Source code for pyjams.mad

#!/usr/bin/env python
"""
Median absolute deviation test

This module was written by Matthias Cuntz while at Department of
Computational Hydrosystems, Helmholtz Centre for Environmental
Research - UFZ, Leipzig, Germany, and continued while at Institut
National de Recherche pour l'Agriculture, l'Alimentation et
l'Environnement (INRAE), Nancy, France.

:copyright: Copyright 2011-2022 Matthias Cuntz, see AUTHORS.rst for details.
:license: MIT License, see LICENSE for details.

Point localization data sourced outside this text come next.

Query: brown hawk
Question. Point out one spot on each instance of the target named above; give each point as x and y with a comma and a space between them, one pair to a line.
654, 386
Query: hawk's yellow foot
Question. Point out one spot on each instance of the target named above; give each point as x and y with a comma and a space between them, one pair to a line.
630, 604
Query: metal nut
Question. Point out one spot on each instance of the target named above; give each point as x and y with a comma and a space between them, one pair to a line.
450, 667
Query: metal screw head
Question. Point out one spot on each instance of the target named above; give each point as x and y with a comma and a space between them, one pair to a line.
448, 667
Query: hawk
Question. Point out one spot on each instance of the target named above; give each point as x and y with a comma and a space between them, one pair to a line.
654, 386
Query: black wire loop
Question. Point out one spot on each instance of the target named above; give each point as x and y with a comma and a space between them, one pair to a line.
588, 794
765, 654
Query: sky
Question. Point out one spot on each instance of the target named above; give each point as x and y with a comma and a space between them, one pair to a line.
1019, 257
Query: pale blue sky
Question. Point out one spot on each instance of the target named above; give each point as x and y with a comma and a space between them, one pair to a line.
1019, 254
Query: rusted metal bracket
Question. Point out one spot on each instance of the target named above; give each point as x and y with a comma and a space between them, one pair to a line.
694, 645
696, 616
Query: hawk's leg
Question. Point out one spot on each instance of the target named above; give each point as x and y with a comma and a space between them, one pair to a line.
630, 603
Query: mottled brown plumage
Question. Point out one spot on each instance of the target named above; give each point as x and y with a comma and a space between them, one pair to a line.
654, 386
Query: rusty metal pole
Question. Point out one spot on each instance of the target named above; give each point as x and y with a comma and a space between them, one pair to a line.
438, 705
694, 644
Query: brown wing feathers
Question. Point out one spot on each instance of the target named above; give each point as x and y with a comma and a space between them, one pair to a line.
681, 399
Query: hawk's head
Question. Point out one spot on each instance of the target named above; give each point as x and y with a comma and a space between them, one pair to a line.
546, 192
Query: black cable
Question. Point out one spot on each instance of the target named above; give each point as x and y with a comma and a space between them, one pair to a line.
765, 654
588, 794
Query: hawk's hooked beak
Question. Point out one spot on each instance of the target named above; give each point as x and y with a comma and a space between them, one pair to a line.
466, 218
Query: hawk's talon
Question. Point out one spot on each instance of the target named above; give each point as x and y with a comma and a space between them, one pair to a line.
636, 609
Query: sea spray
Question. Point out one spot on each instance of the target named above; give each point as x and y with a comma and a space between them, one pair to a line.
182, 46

.. moduleauthor:: Matthias Cuntz

The following functions are provided

.. autosummary::
   mad

History
    * Written Nov 2011 by Matthias Cuntz - mc (at) macu (dot) de
    * ND-array, act on axis=0, May 2012, Matthias Cuntz
    * Removed bug in broadcasting, axis=0 did not always work: spread md and
      MAD to input dimensions, Jun 2012, Matthias Cuntz
    * Better usage of numpy possibilities, e.g. using np.diff,
      remove spreads, Jun 2012, Matthias Cuntz
    * Ported to Python 3, Feb 2013, Matthias Cuntz
    * Use bottleneck for medians, otherwise loop over axis=1,
      Jul 2013, Matthias Cuntz and Juliane Mai
    * Re-allow masked arrays and arrays with NaNs, Jul 2013, Matthias Cuntz
    * Removed bug in NaN treatment, Oct 2013, Matthias Cuntz
    * Keyword nonzero, Oct 2013, Matthias Cuntz
    * Using numpy docstring format, May 2020, Matthias Cuntz
    * Code refactoring, Sep 2021, Matthias Cuntz
    * Ported to pyjams, Jan 2022, Matthias Cuntz
    * Only one test of bottleneck availability, Jan 2022, Matthias Cuntz
    * Return all False instead of all True if all masked before MAD started,
      Jan 2022, Matthias Cuntz
    * prepend, append as in numpy.diff, May 2023, Matthias Cuntz
    * Support pandas Series and DataFrame, Jul 2023, Matthias Cuntz

"""
import numpy as np
from .helper import input2array, array2input


__all__ = ['mad']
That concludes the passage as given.